The Family Matters campaign calls for stronger leadership from the federal government and immediate action to address the over-representation of Aboriginal and Torres Strait Islander children in out-of-home-care.
On Tuesday, the federal government tabled their response in the Senate, answering to recommendations from the Community Affairs Reference Committee. Recommendations to the Committee called for comprehensive action by the federal government on early intervention and critical improvements to child protection – of which have been largely ignored.
The federal government has a responsibility to ensure Aboriginal children remain connected to their families, community and culture. We need to resource good practice and solutions put forward by Aboriginal people.”
“The commitment to adopt the broadened definition of the child placement principle is welcomed. The elements of the principle are interrelated and interdependent, failing to address these collectively undermines the principle’s intent.”
– Natalie Lewis, Family Matters campaign co-chair
As hundreds of Aboriginal and Torres Strait Islander delegates attend the biennial SNAICC conference this week in Canberra listening to leaders and workers talk best policy and best practice, the announcement of the government’s response is a great disappointment.

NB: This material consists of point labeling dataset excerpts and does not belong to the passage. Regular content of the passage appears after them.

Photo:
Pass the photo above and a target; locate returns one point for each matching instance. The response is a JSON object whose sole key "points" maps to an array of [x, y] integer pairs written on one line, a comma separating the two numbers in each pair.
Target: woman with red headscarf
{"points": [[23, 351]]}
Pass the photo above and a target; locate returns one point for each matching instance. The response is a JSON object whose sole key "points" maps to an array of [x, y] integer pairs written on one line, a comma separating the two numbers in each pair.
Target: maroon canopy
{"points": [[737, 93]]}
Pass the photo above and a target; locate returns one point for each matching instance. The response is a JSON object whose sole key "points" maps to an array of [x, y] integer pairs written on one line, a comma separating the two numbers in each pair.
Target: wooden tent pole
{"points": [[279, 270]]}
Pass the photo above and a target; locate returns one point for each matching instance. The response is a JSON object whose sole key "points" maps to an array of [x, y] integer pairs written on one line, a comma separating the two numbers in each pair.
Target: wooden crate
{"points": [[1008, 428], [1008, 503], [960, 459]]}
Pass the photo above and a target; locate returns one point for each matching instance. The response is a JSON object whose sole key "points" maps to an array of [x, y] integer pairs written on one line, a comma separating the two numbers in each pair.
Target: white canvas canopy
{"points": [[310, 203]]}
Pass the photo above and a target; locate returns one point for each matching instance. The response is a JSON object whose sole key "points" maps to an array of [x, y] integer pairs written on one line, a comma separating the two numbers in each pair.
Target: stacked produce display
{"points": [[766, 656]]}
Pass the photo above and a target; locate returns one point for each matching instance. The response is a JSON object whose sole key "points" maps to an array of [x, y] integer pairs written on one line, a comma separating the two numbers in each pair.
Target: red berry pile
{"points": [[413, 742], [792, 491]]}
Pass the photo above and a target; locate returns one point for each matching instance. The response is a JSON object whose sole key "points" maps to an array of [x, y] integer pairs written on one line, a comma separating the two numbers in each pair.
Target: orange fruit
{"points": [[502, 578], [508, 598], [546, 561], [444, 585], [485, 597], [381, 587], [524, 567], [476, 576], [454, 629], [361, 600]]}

We call for appropriate resourcing to prevention and early intervention programming. The failure to commit to these necessary services for families experiencing vulnerability, compromises the validity of government’s commitment.
“We commend the federal government’s call to improve the representation of our families and communities in decision-making processes, but we want adequate and appropriate resourcing for our organisations to deliver front-line services to our communities.
“Without this type of investment, leadership and our communities taking the lead, we will see the numbers of Aboriginal and Torres Strait Islander children in out of home care triple by 2035.”